Climate Action

How do aerosols affect the chance of rain?

Image: Commuters dodge high wind and heavy rain during a thunderstorm in midtown Manhattan, in New York. REUTERS/Adrees Latif.

Mark Dwortzan

While the effects of power plant emissions, vehicle exhaust and other manmade aerosols on air quality and public health are well-known, their impact on the climate is not completely understood. Scientists have shown that aerosols can lower surface temperatures either directly, by reflecting sunlight skyward, or indirectly, by increasing the reflectivity of clouds, but until now have not figured out the role these airborne particles play in shaping the distribution of rain and snowfall around the world.

According to a new MIT study in Geophysical Research Letters, the effects of anthropogenic aerosols exert a strong influence in determining where precipitation increases and decreases take place across the globe. Running historical simulations with models that represent aerosol-cloud interactions with far greater precision than in previous analyses, the MIT study indicates that the distribution of precipitation in the second half of the 20th century is dominated by the effects of anthropogenic aerosols over the tropics, and also substantially influenced in non-tropical regions of the Northern Hemisphere.

“While it is true that total precipitation change is controlled by average global temperature change, which, in turn, is largely based on greenhouse gas emissions, our research shows that aerosols have significantly impacted the distribution of precipitation change around the world since preindustrial times,” says Chien Wang, a senior research scientist at the MIT Joint Program on the Science and Policy of Global Change and the MIT Department of Earth, Atmospheric and Planetary Sciences.

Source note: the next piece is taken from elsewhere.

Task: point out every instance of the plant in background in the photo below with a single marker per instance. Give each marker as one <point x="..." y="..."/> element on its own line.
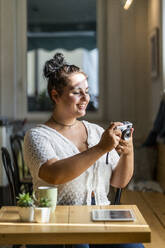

Using historical simulations running from 1850 to 2005, the MIT study compared results of an ensemble of 10 models from the recent Coupled Model Intercomparison Project Phase 5 (CMIP5), which explicitly represent aerosol-cloud interactions, with those of a set of seven older models that oversimplified these interactions. The new models showed that aerosol-driven precipitation changes occurred not only where aerosol concentrations were high (e.g., the Indian summer monsoon region) but also in a number of far-off locations.

“We compared results with and without aerosols from preindustrial times to 2005, and found that aerosols alone can force a pattern change in precipitation,” Wang says. “Because of the sophistication of the new, physically-based models, we can now see that aerosols have a larger impact on precipitation distribution than previously established.”

Aerosol concentrations may rise or fall as nations grow their economies, implement clean air policies, or develop in other ways, leading to changes in the distribution of precipitation around the world that could adversely impact economic, agricultural, and other activities. These results suggest that anyone formulating a climate mitigation or adaptation strategy will be wise to consider the potential impact of aerosols on both local and global precipitation patterns.

This research was supported by the U.S. National Science Foundation, Department of Energy, and Environmental Protection Agency, and the National Research Foundation of Singapore.